風早物部饒速日王国

十六八重菊紋・風早宮大氏神神紋

[第一章] 浄闇の御動座祭は鎮魂祭だ!

7. 天神が森(高縄山)に祭祀された神々

霊峰高縄山(986米)は高縄半島の主峰であり、神体山として古来から崇められてきた。しかし風早国の創始に関わる物部氏やその祖神饒速日尊との関連が解からず忸怩たる思いで居たところ、先述の篠原徹旨氏が『風早二十八号「高縄山頂天神が森に祭祀された神々達」』で考察を展開されており、ここに氏の御論考を紹介いたしたい。

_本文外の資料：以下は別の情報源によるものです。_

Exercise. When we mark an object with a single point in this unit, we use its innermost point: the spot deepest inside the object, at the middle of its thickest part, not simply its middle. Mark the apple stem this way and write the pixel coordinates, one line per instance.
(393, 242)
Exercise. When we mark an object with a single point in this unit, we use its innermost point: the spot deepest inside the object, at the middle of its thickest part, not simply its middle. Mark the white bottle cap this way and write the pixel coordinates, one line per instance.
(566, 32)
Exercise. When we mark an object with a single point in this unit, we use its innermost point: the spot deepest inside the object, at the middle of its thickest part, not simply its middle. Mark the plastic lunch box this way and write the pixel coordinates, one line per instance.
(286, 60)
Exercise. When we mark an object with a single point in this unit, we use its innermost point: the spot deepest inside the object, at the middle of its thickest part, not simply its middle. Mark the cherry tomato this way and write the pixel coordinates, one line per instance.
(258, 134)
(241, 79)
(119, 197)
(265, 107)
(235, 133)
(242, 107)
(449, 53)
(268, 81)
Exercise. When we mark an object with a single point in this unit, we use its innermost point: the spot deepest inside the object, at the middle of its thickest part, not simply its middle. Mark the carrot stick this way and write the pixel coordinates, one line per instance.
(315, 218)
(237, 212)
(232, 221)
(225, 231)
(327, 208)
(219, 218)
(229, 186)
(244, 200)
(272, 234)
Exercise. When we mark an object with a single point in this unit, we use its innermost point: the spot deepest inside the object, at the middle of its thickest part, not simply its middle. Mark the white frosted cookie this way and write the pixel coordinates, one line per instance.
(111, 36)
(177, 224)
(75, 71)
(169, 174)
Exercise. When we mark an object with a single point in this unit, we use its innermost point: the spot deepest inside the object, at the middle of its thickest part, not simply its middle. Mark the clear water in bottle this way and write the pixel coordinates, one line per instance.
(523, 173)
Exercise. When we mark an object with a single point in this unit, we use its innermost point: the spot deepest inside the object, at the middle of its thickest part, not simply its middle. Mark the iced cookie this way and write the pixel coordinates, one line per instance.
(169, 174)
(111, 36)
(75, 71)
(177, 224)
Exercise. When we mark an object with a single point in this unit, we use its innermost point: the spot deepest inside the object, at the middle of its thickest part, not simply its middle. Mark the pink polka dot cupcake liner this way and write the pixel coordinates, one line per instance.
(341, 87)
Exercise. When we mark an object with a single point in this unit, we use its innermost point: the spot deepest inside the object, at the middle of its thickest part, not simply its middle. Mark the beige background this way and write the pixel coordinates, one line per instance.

私も不勉強の至りだが、高縄山頂を「天神が森」といつの頃からか称するようになり「松山市猪之木字天神乙500の2」と「松山市横谷字天神乙441の3」との地番構成になっているとことだ。

『伊予風速誌』は江戸時代元和八年(1622)3月、藩公の命により奉行加藤内記、加藤図書の共著で編纂され、その中「風速郡神途郷河野内川上猿川村」の項にはおおむね次の記述がある。

  1. 高縄山を登美高名和(とみのたかなわ)と称す。
  2. 高名和登美大神(たかなわとみおおかみ)は饒速日尊・天道女尊の二神とし、往古天神が森に天降りせられたとされ、また大巳貴(大国主)、少彦名の二伸が越智の神戸より野間の神戸を経て、風早の神途を巡行された戸蹟であるとする。
  3. 饒速日尊・天道女尊二神は小千・河野両家の太祖であり風早國造の神籬を斎き祀られし高名和明神であるとする。
  4. この社は、河野内川上登美宮と号し祭神は饒速日尊・天道女尊、大山津見尊の三座である。
  5. 推古帝四年八月国司小千益躬公、朝鮮征討に大功のあった三並公・高縄公を合祀する。和銅五年(712)元明天皇御宇、小千玉興公、三島の宮より高?神・雷神十六将神を合祀し、高縄明神と号す。
  6. 文治二年(1185)河野通信公、父通清の像を刻し高縄山頂に収め、高縄大権現と称し、今に山頂にあり。
  7. 持統天皇十年(696)小千玉興大和國葛城山より役氏小角を迎え高縄山の大手道搦手道を切り開き、慶雲三年(706)行基律師河野殿別院へ観音像を彫み収む。光仁中(770―780)僧空海並びに僧定法師留錫修行の霊場なり。
  8. 天正十三年九月河野家衰微により、社領地も没収せられ、今は山林のみ遺されたり。また慶長十三年国主加藤義明公狩のため本陣高縄寺に出馬の砌、当神社にご参拝ありて白銀5枚、御太刀等御倉へ収められ、その後この例により寛永十八年太主松平大物主隠岐守定行公御狩出馬のとき、お側役御代参等もありしところなれば、ご紋付御柳燈一対今に奉納しあり。
  9. 当社の別当職は高縄寺・正法寺・全蓮寺・蓮生寺となっており、月輪番にて厳重に祭典が執行されていた。

以上により天神が森に祭祀された神々は高名和登美宮あるいは高名和明神とされ第一番目に祭祀された神は高名和登美大神(夫婦神の饒速日尊・天道女尊)であり、二番目が越智・河野両家の大先祖越智高縄であり三番目が河野家時代の先覚者河野通清・通信父子であったといえよう。